The Court rejected the taxpayers’ first argument on the grounds that (1) “value” is not limited solely to factual issues, and (2) even if the term “value” were so limited, section 6662 refers to value or adjusted basis, and the term “adjusted basis” clearly incorporates legal inquiries. The Court rejected the taxpayers’ second argument by determining that “the economic substance determination and the basis measurement are not ‘independent’ of one another” but instead are “inextricably intertwined.” (Slip Op. at 15). The Court observed that “this is not a case where a valuation misstatement is a mere side effect of a sham transaction. Rather, the overstatement of outside basis was the linchpin of the . . . tax shelter [in this case] and the mechanism by which [the taxpayers] sought to reduce their taxable income.” (Id.)
Notably, in rejecting the taxpayers’ second argument, the Court refused to consider material from the Joint Committee on Taxation’s “Blue Book” explanation of section 6662 that provided support for the taxpayer’s position. The Court justified its refusal to consider material from the Blue Book on the ground that the Blue Book contains only commentaries on recently passed tax laws that are “written after the passage of the legislation and therefore do not inform the decisions of the members of Congress who vote in favor of the law.” (Slip Op. at 16, citing Flood v. United States, 33 F.3d 1174, 1178 (9th Cir. 1994)). Thus, the Court did not consider the Blue Book to be a “legitimate tool of statutory interpretation” in this case. (Id.) The Court did note, however, that “the Blue Book, like a law review article, may be relevant to the extent that it is persuasive.” (Id.)
The Woods opinion injects uncertainty into whether the Blue Book will be considered relevant in interpreting a tax statute. The Court in Woods characterizes the Blue Book as so-called “post-enactment legislative history,” which, because it was not written pre-enactment, could not have been considered by Congress during the enactment process. Under prior precedents, “post-enactment legislative history” is not a “legitimate tool of statutory interpretation” as pre-enactment legislative history would be. Rather, such post-enactment documents are given weight similar to a law review article, i.e., they may be relevant to the extent they are persuasive. See, e.g., Bruesewitz v. Wyeth LLC, 131 S.Ct. 1068, 1081 (2011), (rejecting reliance on committee reports from a later Congress). The Court in Woods explicitly disapproved of an earlier decision, Federal Power Commission v. Memphis Light, Gas & Water Division, 411 U.S. 458, 472 (1973), which had stated that the Blue Book “provides a compelling contemporary indication” of the meaning of the statute. After Woods, to the extent that the Blue Book supports the pre-enactment legislative history, it should be treated as additional persuasive evidence of the meaning of the statute. If the pre-enactment legislative history is silent, however, a court can choose either to disregard the Blue Book completely or to consider it to the extent it is independently persuasive.

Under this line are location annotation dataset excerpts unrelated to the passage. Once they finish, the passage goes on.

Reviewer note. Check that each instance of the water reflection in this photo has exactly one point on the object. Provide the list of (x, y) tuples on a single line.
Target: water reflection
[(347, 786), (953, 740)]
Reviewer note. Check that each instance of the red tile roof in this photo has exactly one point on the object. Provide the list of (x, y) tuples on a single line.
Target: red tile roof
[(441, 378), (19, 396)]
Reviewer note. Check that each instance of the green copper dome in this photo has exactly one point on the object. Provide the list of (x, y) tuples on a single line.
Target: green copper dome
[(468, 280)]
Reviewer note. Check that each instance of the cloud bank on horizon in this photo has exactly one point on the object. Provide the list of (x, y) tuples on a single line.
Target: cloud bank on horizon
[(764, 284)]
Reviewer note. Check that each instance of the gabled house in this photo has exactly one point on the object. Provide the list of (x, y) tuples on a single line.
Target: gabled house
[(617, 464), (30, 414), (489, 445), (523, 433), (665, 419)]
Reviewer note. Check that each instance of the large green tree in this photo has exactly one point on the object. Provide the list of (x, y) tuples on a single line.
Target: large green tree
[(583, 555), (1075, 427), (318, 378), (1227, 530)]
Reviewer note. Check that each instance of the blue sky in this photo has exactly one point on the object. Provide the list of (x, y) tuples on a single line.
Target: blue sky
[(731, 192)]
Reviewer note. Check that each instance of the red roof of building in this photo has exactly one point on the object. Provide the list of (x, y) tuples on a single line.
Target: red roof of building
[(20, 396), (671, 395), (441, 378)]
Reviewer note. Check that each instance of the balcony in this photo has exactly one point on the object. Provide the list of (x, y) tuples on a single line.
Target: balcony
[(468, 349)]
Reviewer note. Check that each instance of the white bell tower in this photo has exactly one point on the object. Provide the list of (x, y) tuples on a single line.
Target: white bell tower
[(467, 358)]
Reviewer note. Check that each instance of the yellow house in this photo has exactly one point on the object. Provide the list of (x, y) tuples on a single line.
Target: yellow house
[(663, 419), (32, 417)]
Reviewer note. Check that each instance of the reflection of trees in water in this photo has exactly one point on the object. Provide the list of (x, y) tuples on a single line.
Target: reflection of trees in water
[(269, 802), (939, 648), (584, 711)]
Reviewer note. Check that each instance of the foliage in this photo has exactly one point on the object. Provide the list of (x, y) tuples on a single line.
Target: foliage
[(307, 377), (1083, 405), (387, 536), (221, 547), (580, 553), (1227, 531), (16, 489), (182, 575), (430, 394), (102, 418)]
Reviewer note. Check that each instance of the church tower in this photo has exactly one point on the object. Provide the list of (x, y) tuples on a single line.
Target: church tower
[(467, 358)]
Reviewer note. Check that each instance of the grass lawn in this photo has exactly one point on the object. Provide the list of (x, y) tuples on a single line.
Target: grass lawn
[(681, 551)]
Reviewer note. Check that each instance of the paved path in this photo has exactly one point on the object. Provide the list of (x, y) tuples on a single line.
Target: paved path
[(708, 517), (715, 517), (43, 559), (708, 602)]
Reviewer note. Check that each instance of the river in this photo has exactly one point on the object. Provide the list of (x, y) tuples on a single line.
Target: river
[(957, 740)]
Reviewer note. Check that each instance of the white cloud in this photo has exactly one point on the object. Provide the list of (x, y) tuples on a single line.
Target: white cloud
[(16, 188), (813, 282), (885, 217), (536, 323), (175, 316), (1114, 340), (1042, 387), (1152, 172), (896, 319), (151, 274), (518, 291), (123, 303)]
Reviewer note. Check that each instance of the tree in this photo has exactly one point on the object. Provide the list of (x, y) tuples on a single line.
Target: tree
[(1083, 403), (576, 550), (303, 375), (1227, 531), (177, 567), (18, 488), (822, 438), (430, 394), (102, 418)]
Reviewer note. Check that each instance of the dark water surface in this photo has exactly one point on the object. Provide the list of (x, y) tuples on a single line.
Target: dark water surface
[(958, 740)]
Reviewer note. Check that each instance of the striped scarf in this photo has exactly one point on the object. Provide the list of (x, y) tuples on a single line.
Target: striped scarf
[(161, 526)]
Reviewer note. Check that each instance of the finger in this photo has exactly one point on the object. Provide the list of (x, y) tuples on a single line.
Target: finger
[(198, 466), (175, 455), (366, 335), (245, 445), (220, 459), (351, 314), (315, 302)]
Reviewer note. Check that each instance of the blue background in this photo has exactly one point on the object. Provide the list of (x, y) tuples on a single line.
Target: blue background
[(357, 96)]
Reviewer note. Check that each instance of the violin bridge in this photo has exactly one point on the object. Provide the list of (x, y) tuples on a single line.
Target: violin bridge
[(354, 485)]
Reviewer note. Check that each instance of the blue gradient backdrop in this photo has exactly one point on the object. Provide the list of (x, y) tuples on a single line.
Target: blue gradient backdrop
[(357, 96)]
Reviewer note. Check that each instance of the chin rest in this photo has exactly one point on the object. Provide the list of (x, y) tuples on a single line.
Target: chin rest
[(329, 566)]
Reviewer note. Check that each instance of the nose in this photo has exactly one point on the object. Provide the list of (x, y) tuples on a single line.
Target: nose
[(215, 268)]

1 See also IRS Notice 2000-44, 2000-2 C.B. 255.
2 See Keller v. Commissioner, 556 F.3d 1056, 1059-61 (9th Cir. 2009); Fidelity Int’l Currency Advisor A Fund, LLC v. United States, 661 F.3d 667, 672 (1st Cir. 2011); Crispin v. Commissioner, 708 F.3d 507, 516 n. 18 (3d Cir. 2013); Superior Trading, LLC v. Commissioner, 728 F.3d 676, 682 (7th Cir. 2013); Gustashaw v. Commissioner, 696 F.3d 1124, 1136-37 (11th Cir. 2012).
3 See Jade Trading, LLC v. United States, 598 F.3d 1372, 1380 (Fed. Cir. 2010); Petaluma FX Partners, LLC v. Commissioner, 591 F.3d 649, 655-656 (DC Cir. 2010).